Dans un communiqué parvenu à Médias 24, l’AMDH condamne fermement ces accusations qui tendent à rendre les associations des droits de l’Homme responsables ou (du moins) complices du terrorisme, au lieu de s’attaquer aux réelles causes que sont "le chômage, la dilapidation des deniers publics, l’injustice, l’impunité et les violations des droits humains."
A l’issue de la réunion, les associations se sont constituées en front pour contre-attaquer le ministre. "Les propos du ministre de l’Intérieur ne peuvent être considérés ni comme une erreur isolée, ni comme lapsus. Ces accusations répondent à un plan visant à combattre les libertés et les droits au Maroc en brandissant le spectre de la menace terroriste," accusent les associations dans un communiqué conjoint.

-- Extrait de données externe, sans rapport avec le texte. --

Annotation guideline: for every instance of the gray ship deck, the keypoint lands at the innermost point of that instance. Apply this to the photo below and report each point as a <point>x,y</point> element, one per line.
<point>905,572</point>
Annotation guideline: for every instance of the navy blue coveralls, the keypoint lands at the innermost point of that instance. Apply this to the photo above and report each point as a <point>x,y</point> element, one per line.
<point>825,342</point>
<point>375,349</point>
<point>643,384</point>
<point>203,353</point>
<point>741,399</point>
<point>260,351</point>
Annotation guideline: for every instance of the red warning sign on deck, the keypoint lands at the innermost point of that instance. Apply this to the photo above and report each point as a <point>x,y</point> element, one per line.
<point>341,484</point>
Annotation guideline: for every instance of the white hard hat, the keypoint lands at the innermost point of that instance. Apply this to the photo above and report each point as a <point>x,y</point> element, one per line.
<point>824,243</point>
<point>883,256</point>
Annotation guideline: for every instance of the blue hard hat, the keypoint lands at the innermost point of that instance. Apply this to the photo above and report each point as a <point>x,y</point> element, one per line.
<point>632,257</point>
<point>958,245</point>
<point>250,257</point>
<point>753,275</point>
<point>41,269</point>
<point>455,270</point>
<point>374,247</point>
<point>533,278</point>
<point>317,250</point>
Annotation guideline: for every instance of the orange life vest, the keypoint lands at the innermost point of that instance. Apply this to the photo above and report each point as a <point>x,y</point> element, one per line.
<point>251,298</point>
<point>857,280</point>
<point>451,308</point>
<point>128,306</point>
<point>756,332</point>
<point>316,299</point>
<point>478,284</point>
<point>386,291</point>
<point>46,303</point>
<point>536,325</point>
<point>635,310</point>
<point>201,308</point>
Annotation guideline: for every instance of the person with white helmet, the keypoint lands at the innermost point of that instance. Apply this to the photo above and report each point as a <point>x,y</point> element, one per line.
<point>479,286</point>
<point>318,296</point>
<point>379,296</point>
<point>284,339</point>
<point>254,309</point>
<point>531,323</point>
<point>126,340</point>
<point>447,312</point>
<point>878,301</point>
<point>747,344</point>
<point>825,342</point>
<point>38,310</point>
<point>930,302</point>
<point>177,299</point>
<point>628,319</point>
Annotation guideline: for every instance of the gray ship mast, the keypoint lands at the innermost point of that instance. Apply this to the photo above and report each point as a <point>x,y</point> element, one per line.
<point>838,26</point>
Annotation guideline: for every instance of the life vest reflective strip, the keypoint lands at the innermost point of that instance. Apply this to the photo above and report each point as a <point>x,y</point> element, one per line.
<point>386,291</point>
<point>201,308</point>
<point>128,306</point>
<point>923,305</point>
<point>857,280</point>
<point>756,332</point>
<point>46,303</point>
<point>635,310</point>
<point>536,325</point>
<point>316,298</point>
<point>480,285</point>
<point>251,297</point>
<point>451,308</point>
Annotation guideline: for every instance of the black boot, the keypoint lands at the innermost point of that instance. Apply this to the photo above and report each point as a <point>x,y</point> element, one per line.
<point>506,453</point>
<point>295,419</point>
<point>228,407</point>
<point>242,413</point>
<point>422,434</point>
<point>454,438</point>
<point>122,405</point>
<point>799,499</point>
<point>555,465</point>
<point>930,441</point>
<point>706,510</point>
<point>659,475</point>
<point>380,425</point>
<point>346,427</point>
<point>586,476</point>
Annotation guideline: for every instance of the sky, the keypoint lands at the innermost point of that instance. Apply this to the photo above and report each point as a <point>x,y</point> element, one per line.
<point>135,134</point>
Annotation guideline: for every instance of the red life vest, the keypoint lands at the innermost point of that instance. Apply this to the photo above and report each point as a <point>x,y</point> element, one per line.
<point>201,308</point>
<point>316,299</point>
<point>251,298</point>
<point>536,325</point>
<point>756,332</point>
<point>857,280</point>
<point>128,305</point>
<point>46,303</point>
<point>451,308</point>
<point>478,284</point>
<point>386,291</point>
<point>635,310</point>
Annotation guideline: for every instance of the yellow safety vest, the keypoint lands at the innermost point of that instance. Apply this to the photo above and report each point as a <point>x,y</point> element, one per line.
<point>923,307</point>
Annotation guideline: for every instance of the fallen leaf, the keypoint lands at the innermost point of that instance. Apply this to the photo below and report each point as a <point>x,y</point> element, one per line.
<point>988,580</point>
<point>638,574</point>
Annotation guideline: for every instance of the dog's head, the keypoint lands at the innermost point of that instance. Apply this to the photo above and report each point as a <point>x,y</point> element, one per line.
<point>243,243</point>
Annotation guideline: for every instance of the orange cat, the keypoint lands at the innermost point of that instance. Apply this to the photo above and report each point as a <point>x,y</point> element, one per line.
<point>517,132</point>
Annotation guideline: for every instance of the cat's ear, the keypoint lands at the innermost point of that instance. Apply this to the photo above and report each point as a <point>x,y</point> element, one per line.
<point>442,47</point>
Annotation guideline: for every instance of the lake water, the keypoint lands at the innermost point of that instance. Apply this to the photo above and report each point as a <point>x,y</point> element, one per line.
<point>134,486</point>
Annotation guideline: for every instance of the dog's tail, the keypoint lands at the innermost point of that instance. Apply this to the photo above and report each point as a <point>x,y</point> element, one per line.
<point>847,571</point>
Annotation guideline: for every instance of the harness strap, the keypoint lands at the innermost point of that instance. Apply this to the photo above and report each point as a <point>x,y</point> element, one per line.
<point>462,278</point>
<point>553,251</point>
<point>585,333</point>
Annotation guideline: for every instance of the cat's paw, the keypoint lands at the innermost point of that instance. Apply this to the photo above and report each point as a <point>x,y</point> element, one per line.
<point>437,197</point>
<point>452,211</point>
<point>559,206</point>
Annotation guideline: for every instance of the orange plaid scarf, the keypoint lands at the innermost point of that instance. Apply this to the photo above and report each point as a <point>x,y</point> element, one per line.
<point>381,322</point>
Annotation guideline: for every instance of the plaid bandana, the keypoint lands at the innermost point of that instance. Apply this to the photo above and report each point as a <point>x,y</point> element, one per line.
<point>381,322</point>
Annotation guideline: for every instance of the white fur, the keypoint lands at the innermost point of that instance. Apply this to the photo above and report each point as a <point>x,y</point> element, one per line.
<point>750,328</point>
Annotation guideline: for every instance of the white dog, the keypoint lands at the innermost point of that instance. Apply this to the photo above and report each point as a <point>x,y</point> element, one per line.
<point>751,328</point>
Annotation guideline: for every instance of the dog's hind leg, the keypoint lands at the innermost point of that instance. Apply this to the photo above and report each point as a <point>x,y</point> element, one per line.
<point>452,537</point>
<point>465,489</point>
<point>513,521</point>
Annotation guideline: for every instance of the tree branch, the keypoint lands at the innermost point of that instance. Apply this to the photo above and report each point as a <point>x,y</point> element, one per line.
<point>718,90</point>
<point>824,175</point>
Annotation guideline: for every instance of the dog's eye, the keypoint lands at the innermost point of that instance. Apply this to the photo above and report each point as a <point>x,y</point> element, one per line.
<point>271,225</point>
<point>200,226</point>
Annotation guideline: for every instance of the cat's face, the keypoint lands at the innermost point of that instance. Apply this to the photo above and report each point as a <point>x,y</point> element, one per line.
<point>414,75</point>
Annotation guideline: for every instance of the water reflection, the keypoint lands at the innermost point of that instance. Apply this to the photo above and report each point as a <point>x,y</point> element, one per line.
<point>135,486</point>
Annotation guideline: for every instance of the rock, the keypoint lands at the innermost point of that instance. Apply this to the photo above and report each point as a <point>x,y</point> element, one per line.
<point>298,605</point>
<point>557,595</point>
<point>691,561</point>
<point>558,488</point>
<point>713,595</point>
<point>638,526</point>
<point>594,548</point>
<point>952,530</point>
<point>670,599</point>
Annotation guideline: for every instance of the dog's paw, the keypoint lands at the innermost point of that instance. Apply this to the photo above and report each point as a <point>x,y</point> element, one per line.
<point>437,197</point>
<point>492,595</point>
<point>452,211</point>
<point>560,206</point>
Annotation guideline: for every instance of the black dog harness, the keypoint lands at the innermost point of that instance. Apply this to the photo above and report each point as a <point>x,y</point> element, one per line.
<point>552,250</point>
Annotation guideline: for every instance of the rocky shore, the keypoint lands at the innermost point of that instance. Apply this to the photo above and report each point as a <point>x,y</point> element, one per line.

Par ailleurs, et pendant la même intervention, le ministre s’est attaqué aux sources de financement étrangères de ces mêmes associations.
"Ces agissements (financements étrangers) entrent dans le cadre d’une campagne étudiée, au service de certains agendas étrangers, et poussant les organisations internationales à adopter des positions contraires aux intérêts nationaux," a déclaré M. Hassad.
Joint par téléphone, le coordinateur associatif Mohamed Leghtas, nous déclare que "les financements étrangers entrent dans des programmes de collaboration et non de subvention, au même titre que ceux passés entre les ministères et les différentes instances internationales. Pour obtenir ces financements de la part de l’Union Européenne ou d’autres organismes internationaux, il faut remplir les conditions de cahiers des charges précis. De plus, les associations déclarent leurs financements et leurs comptes au Secrétariat général du gouvernement. L’ensemble de ses mesures contribuent à garantir la transparence dans la gestion financière des associations."
Quoi qu’il en soit, ces associations sont sur la même longueur d’onde, et comptent bien faire entendre leurs voix. A ce propos, une conférence de presse se tiendra jeudi 24 juillet, et annoncera sans doute les prochaines positions et actions des associations marocaines de droits de l’Homme.